Le Mal N'Existe Pas

25 avril 2024
Le dernier film de Ryusuke Hamaguchi était attendu par la critique, après le très acclamé Drive my car, qui avait eu l’oscar du meilleur film étranger et le prix du scénario à Cannes en 2021.  Son successeur a de ce point de vue comblé les attentes en raflant le prix de la mise en scène à la Mostra de Venise.
Initialement, le film devait simplement consister à mettre des images sur la musique de Eiko Ishibashi, compositrice attitrée du réalisateur, qui souhaitait d’une certaine manière illustrer cinématographiquement ses compositions. Et peu à peu cela a donné une trame à cette fiction admirable qu’est le mal n existe pas.


Fable écologique?
Un peu, mais je crois que c’est beaucoup plus qu’un film à thèse. Le pitch, rapidement : on suit une petite communauté rurale japonaise, en marge du tempo effréné mondialisé, par le biais d’un père veuf, Takumi, et de sa fille, Hana. Takumi est homme à tout faire et aime marcher avec sa fille, en lui apprenant notamment à nommer les végétaux. Ils côtoient également une cantine, restaurant de nouilles udon cuit dans l’eau de source, le tout dans une forme de simplicité telle qu’elle a paradoxalement quelque chose de marginale. Jusqu’au jour ou un projet de glamping, venu de la capitale, et vendu par des communicants vient entraver cette tranquilité quotidienne

Le glamping??
C'est un concept de camping-glamour, ou glamour camping donc; de cette famille de projets maquillés en vert, du green washing à la sauce kawaï, qui sous couvert d’offrir une parenthèse déconnectée à des vacanciers, vient détruire tout un écosystème. Sans en dévoiler trop, il est question d’eaux usées qui viennent se repandre dans l’eau de source potable des habitants, celle également dans lesquelles sont cuites les fameuses nouilles Udon de la cantine, et les échanges entre l’abstraction des communicants, et la réalité concrète des habitants sont aussi poignants que merveilleusement interprétés.


"Le mal n’existe pas"?
C’est toute la force poétique du film : loin d’être comme je le disais un simple film à thèse ou un pamphlet avec d’un côté les gentils ruraux et les méchants citadins, il y a toute une forme de subtilité, mais aussi d’ironie, de retournement de positions, qui en font un film presque choral.
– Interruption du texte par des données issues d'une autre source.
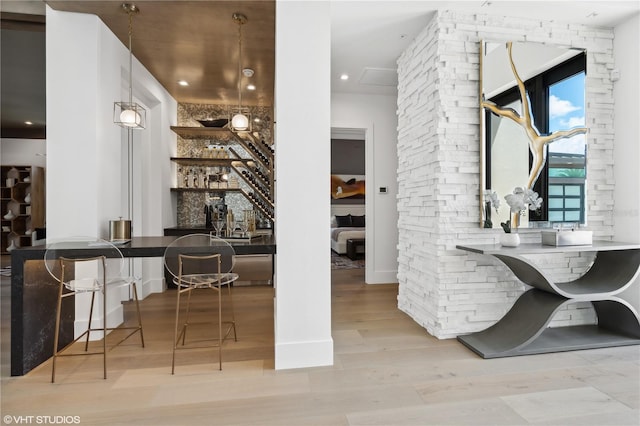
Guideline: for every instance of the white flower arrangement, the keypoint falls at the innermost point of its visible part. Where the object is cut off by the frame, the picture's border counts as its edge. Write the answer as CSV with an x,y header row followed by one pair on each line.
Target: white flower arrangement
x,y
519,201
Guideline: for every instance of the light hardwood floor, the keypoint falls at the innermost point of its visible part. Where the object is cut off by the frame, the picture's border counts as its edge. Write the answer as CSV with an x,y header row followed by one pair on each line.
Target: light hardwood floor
x,y
387,371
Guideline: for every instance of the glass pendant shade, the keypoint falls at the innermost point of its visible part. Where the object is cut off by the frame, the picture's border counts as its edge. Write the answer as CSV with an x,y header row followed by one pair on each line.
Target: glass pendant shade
x,y
129,115
240,122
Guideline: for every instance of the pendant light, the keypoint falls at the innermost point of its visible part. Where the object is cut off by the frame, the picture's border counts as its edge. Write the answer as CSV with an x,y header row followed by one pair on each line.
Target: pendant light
x,y
239,120
129,114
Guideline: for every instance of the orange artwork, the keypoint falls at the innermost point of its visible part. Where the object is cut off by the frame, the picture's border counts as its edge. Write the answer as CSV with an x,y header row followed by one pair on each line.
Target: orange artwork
x,y
349,188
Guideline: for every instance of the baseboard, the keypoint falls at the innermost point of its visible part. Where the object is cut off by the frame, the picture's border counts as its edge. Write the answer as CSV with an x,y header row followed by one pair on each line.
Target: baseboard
x,y
155,285
304,354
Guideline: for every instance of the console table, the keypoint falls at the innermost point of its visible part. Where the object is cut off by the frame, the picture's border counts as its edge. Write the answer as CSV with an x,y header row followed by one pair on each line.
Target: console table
x,y
33,295
523,330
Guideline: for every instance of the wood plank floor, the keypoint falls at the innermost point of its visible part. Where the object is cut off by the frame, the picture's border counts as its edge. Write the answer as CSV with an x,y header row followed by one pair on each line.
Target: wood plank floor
x,y
387,371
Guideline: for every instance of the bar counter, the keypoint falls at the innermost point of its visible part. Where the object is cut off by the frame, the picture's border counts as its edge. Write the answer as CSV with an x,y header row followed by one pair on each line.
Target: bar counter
x,y
33,302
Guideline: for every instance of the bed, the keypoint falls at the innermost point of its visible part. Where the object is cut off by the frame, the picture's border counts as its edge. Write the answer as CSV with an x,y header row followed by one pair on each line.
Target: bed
x,y
344,228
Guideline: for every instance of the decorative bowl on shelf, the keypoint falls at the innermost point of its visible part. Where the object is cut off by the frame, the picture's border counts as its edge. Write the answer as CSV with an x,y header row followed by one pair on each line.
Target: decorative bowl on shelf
x,y
219,122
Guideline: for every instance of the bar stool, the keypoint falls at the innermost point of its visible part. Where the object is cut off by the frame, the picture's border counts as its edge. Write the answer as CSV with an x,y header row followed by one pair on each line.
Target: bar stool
x,y
89,265
201,261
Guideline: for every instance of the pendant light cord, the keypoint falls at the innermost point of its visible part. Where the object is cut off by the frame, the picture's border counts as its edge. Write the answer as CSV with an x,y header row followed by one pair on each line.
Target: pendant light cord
x,y
240,23
130,58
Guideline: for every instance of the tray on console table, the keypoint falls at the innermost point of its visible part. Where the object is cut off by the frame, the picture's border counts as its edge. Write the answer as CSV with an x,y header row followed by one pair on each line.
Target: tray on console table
x,y
523,330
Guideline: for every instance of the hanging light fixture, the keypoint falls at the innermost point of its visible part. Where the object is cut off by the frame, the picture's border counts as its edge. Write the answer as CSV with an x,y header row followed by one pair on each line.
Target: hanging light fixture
x,y
240,121
129,114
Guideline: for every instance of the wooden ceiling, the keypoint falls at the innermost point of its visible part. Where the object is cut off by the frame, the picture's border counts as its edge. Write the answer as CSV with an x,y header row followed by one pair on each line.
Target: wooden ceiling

Avec un mélange de tendresse et d’ironie, on voit ainsi le communiquant Tokyoïte reconsidérer sa carrière une fois qu’il a coupé une buche, comme si cela faisait de lui un rural. Evidemment, il y a une fable sur le crépuscule écologique que l’on est en train de vivre, et sur l’inconséquence des comportements, mais le mal en tant que tel ne semble pas inhérent aux hommes, si ce n’est par maladresse, comme en témoigne la scène finale, où il est question d’un cerf, puisqu’il s’avère que le lieu d’implantation du fameux glamping est sur le passage des cerfs.

Vous pouvez y aller en courant, y compris si vous avez peur des films plutôt lent et contemplatifs. Le générique de début, des arbres en contre plongé avec la musique hypnotique de Ishibashi relève de la magie pure, et nous fait pénétrer lentement dans l’univers du cinéaste, à la manière d’un sas de décompression. Et la manière de mettre en scène les promenades avec sa fille, le cynisme peu a peu désamorcé dès communicants ou la présence des cerfs est réellement magistrale.


La bande son qui va sortir prochainement sur le label mythique de chicago drag city (celui de bonnie prince billy ou de bill callahan par exemple, qu’on a souvent entendu dans 33 tours minutes) est donc signée par eisho ishibashi et mixée entièrement par le légendaire Jim O rourke. On en écoute un extrait ici, aussi calme qu’hypnotique, mais qui permet de donner une idée des ambiances sonores de ce qui est assurément un des films de l’année.